“Ferguson and his party are no more . . .”

Col. William Campbell to Col. Arthur Campbell, October 20, 1780

William Campbell (1745-1781) was born in Augusta County, Virginia. In about 1767 he settled at Aspenvale, about twenty miles east of Abingdon in the Holston River region of what was then Fincastle County. Campbell served as a captain of the Virginia militia in Dunmore’s War. He signed the Fincastle Resolves in January 1775 and raised a company of riflemen, with which he marched to Williamsburg. Commissioned a captain in the First Virginia Regiment, he remained in eastern Virginia for a year (during which he married Patrick Henry’s sister Elizabeth) and then resigned to return to the Holston country. When Washington County, Virginia, was created in 1777, he was made lieutenant colonel of the militia.  In April 1780 he was named colonel. In September 1780 he assumed command of several companies of Virginia riflemen in the march against Ferguson, and was the senior officer on the field at Kings Mountain. He writes here to his brother-in-law Arthur Campbell (1743-1811), also a militia colonel on the Holston frontier.

 

Wilkes County, Camp on Brier Creek, Oct. 20th, 1780.

Dear Sir:

Ferguson and his party are no more in circumstances to injure the citizens of America. We came up with him in Craven County, South Carolina, posted on a height, called King’s Mountain, bout twelve miles north of the Cherokee Ford of Broad river, about two o’clock in the evening of the 7th inst., we having marched the whole night before.

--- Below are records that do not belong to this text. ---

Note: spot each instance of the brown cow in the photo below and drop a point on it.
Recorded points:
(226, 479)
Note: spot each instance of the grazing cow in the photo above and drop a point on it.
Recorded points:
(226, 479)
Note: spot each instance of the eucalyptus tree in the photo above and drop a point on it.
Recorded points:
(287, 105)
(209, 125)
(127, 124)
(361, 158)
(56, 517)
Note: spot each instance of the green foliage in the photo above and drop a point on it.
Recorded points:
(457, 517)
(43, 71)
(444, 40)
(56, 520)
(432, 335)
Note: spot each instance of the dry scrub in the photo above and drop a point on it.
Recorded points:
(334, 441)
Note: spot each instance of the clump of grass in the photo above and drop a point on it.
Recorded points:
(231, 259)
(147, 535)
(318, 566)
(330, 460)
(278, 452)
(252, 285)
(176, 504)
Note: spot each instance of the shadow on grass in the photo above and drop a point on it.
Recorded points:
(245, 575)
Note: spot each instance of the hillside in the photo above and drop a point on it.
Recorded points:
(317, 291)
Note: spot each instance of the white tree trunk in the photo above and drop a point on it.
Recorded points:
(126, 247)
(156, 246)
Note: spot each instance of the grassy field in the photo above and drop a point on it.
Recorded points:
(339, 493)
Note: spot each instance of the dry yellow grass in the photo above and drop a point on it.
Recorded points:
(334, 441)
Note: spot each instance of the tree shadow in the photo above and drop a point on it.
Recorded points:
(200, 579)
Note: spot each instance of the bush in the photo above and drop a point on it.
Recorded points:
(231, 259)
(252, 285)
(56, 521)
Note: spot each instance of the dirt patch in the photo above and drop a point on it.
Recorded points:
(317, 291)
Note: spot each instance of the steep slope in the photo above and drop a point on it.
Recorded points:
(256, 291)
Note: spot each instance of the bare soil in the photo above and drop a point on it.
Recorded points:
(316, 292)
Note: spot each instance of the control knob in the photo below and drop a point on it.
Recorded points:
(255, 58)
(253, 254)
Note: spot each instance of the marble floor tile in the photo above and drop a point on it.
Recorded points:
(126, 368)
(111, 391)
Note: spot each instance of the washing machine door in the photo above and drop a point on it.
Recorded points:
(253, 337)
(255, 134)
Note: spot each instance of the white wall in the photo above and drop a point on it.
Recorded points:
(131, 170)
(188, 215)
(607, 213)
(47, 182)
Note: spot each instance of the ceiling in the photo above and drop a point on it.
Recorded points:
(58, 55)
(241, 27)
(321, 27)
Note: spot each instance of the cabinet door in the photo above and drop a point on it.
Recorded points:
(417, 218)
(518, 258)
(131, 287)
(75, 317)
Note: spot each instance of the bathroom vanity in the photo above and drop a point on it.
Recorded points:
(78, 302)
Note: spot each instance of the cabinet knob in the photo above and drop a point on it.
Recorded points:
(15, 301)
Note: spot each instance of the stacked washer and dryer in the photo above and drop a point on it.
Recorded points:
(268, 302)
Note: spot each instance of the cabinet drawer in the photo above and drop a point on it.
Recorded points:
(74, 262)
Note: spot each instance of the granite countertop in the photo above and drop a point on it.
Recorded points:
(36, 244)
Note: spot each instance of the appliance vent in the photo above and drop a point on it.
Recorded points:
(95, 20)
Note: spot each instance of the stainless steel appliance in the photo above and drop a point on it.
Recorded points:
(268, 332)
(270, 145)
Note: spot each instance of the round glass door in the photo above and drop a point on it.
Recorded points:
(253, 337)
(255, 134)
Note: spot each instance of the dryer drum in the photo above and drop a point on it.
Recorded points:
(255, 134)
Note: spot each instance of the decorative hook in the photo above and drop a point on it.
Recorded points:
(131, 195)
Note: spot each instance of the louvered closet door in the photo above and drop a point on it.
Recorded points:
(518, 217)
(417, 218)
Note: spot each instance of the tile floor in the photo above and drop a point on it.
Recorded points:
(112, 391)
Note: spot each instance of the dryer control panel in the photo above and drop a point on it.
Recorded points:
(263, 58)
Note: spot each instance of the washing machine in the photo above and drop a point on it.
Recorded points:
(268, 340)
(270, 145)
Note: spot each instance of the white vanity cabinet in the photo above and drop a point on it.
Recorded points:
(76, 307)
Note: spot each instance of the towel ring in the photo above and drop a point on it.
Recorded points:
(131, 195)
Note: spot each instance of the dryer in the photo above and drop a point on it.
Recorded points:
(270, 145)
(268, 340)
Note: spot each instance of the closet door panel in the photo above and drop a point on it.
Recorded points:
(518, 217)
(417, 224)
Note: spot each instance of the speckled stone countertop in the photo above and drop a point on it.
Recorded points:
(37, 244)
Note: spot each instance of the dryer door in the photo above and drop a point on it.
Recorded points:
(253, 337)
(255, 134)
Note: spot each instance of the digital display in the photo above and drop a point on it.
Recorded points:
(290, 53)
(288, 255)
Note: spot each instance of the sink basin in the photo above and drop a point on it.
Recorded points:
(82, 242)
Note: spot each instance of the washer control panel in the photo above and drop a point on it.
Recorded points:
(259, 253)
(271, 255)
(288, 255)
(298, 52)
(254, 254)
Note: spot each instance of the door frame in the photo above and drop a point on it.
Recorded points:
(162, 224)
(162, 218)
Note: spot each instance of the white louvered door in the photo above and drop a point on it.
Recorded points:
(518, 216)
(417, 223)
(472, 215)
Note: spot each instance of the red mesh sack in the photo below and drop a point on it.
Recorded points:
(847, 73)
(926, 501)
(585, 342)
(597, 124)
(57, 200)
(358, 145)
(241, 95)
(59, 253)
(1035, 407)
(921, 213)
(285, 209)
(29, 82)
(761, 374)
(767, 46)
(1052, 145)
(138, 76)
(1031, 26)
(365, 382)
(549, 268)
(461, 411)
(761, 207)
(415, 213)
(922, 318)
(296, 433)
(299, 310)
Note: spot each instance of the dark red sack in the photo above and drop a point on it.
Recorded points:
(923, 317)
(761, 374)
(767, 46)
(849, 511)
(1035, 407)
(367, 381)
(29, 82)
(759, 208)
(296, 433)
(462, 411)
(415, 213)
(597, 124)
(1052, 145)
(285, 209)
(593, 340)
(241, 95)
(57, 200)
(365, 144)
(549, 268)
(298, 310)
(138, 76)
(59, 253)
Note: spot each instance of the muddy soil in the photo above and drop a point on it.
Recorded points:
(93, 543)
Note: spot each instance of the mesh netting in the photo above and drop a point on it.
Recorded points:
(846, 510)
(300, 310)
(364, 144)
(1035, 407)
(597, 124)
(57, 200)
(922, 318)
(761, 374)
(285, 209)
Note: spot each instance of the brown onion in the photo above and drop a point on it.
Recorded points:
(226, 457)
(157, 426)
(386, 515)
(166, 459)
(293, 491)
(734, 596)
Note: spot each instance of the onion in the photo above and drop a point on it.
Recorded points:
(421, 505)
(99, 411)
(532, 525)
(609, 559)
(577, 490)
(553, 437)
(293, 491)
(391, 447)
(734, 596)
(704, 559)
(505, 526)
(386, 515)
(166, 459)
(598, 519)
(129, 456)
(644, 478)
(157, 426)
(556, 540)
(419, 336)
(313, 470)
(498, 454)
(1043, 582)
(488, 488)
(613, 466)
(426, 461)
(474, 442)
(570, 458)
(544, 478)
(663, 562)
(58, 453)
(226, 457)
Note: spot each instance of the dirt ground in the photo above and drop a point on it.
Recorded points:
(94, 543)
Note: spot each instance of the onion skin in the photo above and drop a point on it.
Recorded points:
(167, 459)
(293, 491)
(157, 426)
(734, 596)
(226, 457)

Col. Shelby’s regiment and mine began the attack, and sustained the whole fire of the enemy for about ten minutes, while the other troops were forming around the height upon which the enemy were posted. The firing then became general, and as heavy as you can conceive for the number of men. The advantageous situation of the enemy, being the top of a steep ridge, obliged us to expose ourselves exceedingly; and the dislodging of them was almost equal to driving men from strong breast-works; though in the end we gained the point of the ridge, where my regiment fought, and drove them along the summit of it nearly to the other end, where Col. Cleveland and his countrymen were. They were driven into a huddle, and the greatest confusion; the flag for a surrender was immediately hoisted, and as soon as our troops could be notified of it, the firing ceased, and the survivors surrendered themselves prisoners at discretion.

We fought an hour and five minutes, in which time two hundred and twenty-five of the enemy were killed, and one hundred and thirty wounded; the rest, making about seven hundred regulars and Tories, were taken prisoners. Ferguson was killed near the close of the action. The victory was complete to a wish; and I think it was won by about seven hundred men, who fought bravely. I have lost several of my brave friends, whose death I much lament. Maj. Edmondson will give you their names, though I must myself mention Capt. Edmondson, his two brothers, and Lieut. Bowen. My regiment has suffered more than any other in the action. Our loss in the field was, altogether, about thirty killed, and sixty wounded. I must proceed on with the prisoners until I can in some way dispose of them. Probably I may go on to Richmond, in Virginia[.]

 

Lyman Draper, King’s Mountain and Its Heroes (Cincinnati: Peter G. Thomson, 1881), 562.